Royal Academy of Cambodia
- Type: National research
- Established: 25 August 1965; 60 years ago
- President: Dr. Sok Touch
- Location: Russian Federation Blvd, Phnom Penh, Cambodia
- Nickname: RAC
- Website: rac.gov.kh

= Royal Academy of Cambodia =

The Royal Academy of Cambodia (RAC; រាជបណ្ឌិត្យសភាកម្ពុជា, UNGEGN: Réachôbândĭtyâsâphéa Kâmpŭchéa, ALA-LC: Rājapaṇḍityasabhā Kambujā; Académie royale du Cambodge) is the national academy and university of Cambodia. RAC was originally established by a Royal Decree of 25 August 1965 and placed under the Office of the Council of Ministers. However, by the time war broke out in Cambodia in 1970 it had still not started operations, and in the following years it disappeared completely amidst the turmoil of the Khmer Rouge period.
Efforts to revive the Royal Academy began in March 1997 with the establishment of the Academy of Cambodian History, later the Academy of History. In 1999 this institution became the Royal Academy of Cambodia (RAC), with five sub institutes - the Institute of Biology, Medicine and Agriculture, the Institute of Culture and Fine Arts, the Institute of Humanities and Social Sciences, the Institute of National Language, and the Institute of Science and Technology.

On July 17, 2009, Lok Chumteav Klot Thida was sworn in as president of the academy.
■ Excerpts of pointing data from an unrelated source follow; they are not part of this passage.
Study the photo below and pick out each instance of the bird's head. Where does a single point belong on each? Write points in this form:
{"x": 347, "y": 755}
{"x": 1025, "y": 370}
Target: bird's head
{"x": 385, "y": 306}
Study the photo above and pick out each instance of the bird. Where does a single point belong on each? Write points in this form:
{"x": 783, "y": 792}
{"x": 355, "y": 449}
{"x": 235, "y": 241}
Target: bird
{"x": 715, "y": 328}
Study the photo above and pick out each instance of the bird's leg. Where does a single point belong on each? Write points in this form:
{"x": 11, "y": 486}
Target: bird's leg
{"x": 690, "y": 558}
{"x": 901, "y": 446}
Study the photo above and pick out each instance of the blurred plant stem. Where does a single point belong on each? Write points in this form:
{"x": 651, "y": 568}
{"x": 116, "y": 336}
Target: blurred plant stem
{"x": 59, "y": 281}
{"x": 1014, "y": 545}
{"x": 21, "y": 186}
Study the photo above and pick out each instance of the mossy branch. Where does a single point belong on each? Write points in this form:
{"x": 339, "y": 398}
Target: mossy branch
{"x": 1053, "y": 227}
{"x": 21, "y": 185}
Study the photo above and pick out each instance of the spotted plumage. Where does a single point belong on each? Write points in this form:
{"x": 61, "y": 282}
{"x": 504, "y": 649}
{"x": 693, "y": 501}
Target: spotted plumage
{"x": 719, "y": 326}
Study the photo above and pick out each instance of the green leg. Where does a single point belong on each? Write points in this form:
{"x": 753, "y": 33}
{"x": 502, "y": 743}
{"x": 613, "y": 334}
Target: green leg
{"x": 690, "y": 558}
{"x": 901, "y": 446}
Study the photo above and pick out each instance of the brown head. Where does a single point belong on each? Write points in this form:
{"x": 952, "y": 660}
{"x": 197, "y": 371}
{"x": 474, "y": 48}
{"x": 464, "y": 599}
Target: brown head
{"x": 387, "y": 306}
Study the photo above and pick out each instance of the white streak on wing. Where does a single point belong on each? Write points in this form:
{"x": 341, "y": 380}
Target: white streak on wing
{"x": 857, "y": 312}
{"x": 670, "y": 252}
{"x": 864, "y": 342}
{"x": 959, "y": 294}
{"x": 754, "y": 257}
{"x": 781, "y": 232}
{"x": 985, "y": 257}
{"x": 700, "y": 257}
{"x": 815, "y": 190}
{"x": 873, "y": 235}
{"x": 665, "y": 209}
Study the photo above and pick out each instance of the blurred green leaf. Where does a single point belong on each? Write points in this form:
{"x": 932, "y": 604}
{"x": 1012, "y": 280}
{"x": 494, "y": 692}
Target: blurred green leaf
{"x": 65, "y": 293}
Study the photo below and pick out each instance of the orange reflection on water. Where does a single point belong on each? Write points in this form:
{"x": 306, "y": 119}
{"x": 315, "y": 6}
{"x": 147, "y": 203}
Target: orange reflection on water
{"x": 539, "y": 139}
The previous president, Sorn Samnang, now serves as an advisor to the Cambodian government.

Prime Minister Hun Sen officially became a member of the Royal Academy of Cambodia in a ceremony held here on April 28. He was appointed as a full member of the Royal Academy of Cambodia by King Norodom Sihamoni in recognition of his competence in leading the country.

Reestablished in 1999, the Royal Academy of Cambodia, the country's leading research and training institution, has currently 18 full members. The academy offers master and doctoral programs, with an emphasis on social sciences.

The academy serves as the governing body for Techo Sen Russey Treb Cambodian Royal Academy Park in Preah Vihear province, a protected area established in 2014.